ともに,法廷でよく耳にする言い回しです。しかし,カタカナ部分に,漢字をあてはめたり,意味を理解したりするのは,もともと裁判に関心の深かった市民でないと難しいと考えられます。

「トクシンセイ(特信性)」の例の場合は,「捜査段階の調書に書かれていることは,記憶が鮮明な段階での供述に基づいています。ですから,この法廷での証言よりも信用できます」などのように言えば,十分に意味が伝わります。「特信性」という用語は,裁判員が参加する裁判では,使う必要のない言葉だと言えるでしょう。「リョウテイ(量定)」の例も,「刑の種類と重さを決めます」と言えば済むでしょう。
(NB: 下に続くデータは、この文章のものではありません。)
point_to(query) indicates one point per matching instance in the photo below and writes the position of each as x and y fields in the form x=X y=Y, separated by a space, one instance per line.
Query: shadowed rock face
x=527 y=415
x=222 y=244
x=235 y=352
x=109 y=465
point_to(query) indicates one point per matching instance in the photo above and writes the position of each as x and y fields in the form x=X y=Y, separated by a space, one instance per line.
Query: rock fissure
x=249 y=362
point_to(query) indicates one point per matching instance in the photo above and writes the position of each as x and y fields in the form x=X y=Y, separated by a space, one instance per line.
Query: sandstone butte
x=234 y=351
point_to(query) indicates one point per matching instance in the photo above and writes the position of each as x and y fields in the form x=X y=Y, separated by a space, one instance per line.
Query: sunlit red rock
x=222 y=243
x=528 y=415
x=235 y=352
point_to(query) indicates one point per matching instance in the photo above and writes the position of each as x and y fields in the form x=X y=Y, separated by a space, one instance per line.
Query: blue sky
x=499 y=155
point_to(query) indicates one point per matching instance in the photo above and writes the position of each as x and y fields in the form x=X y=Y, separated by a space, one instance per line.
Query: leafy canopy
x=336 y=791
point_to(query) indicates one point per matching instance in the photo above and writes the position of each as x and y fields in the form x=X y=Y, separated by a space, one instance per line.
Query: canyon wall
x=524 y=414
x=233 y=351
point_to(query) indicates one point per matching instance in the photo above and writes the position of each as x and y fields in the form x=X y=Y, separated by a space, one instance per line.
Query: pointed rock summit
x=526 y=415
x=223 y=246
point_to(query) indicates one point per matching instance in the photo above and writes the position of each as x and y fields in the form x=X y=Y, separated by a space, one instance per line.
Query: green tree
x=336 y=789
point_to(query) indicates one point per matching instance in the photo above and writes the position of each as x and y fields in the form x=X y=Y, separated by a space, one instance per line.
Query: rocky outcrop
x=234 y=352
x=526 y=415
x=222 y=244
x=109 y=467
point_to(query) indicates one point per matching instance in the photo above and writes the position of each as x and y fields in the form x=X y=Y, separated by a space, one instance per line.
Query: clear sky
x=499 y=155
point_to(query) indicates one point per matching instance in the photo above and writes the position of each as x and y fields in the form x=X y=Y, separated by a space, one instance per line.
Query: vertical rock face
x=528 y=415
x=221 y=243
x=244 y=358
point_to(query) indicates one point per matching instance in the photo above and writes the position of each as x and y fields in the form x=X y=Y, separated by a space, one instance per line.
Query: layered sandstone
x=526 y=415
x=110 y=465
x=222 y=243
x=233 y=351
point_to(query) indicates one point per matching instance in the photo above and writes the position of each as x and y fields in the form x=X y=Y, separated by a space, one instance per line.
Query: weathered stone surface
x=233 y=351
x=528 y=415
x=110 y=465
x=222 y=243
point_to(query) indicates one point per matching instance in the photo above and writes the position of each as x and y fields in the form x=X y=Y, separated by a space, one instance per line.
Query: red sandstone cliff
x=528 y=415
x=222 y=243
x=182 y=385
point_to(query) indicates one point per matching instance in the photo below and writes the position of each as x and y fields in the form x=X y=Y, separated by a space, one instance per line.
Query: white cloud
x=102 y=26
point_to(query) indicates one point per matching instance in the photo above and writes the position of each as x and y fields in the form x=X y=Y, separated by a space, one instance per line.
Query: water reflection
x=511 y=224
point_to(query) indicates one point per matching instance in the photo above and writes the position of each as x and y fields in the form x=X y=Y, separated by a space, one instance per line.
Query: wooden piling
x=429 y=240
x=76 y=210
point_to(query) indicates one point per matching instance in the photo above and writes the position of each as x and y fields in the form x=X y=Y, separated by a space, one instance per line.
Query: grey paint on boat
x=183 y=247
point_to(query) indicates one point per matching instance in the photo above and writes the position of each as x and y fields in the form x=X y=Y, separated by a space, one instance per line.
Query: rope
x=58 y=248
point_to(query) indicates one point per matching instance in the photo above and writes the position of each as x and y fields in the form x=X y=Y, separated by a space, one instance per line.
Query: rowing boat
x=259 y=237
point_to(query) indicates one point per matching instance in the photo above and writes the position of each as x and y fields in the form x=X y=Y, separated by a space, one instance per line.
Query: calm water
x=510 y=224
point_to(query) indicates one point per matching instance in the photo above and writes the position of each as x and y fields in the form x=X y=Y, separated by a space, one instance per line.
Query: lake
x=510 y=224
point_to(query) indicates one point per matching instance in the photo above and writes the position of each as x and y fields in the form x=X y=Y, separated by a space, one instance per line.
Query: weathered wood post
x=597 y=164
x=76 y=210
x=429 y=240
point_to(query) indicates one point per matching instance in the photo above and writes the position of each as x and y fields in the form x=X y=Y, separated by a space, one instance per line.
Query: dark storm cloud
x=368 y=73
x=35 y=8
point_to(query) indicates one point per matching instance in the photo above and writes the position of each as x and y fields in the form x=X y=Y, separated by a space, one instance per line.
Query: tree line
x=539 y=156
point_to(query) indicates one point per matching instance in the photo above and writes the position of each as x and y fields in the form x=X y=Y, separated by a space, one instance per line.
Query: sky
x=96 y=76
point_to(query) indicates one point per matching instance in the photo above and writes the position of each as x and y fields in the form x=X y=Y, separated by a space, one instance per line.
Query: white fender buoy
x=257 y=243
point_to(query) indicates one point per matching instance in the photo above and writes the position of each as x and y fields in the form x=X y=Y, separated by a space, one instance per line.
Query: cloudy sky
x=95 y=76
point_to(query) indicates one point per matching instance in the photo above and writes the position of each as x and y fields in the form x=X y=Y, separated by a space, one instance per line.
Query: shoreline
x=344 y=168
こうした専門用語そのものを裁判員に理解してもらうのは,裁判員にとっても,説明する法律家にとっても負担の大きいものです。このような用語は,裁判員が参加する裁判では使うのを止め,別の言葉で言い換えるべきでしょう。日常語に開かれた法廷用語にしていく工夫の第一歩は,法律家の側で,使わないようにする言葉を決めることだと思います。

ふたつ目のポイントについては,次回取り上げます。

 

 

筆者プロフィール

田中 牧郎 ( たなか・まきろう)

国立国語研究所言語問題グループ長。専門は日本語学(語彙論・日本語史)。
「公共的コミュニケーションの円滑化のための調査研究」の一環として、わかりにくい外来語をわかりやすくする「外来語の言い換え提案」にもかかわる。また、「日本語コーパス」の言語政策班班長として「語彙表・漢字表等の作成と活用」なども研究課題とする。2005年より「法廷用語の日常語化に関するプロジェクトチーム」委員。

編集部から

来年から始まる裁判員制度。重大な刑事裁判に一般市民が裁判員として参加し、判決を下す制度です(⇒「裁判員の参加する刑事裁判に関する法律」)。
もし突然裁判員になったら……さまざまな不安が想像されます。自分以外にもっとふさわしい人がいるじゃないか、とは言っていられません。
不安な要素の一つとして、法廷で使われることばがわからなかったら、裁判の内容がわからなかったり、正しい判断ができないのではないか、ということが挙げられると思います。
日本弁護士連合会では「法廷用語の日常語化に関するプロジェクト」を発足、「これまで法律家だけが使ってきたことば、法廷でしか使われないことばを見直し、市民のみなさんが安心して参加できる法廷を作ろう」と、検討が重ねられてきました。
その報告書とともに、法律家向けに『裁判員時代の法廷用語』、一般の方向けに『やさしく読み解く裁判員のための法廷用語ハンドブック』の2冊が刊行されました。
ぜひこれを皆さまにご紹介したいと思い、このたびプロジェクトチームの方々からご寄稿いただきました。第1回は日本語の専門家である田中牧郎先生です。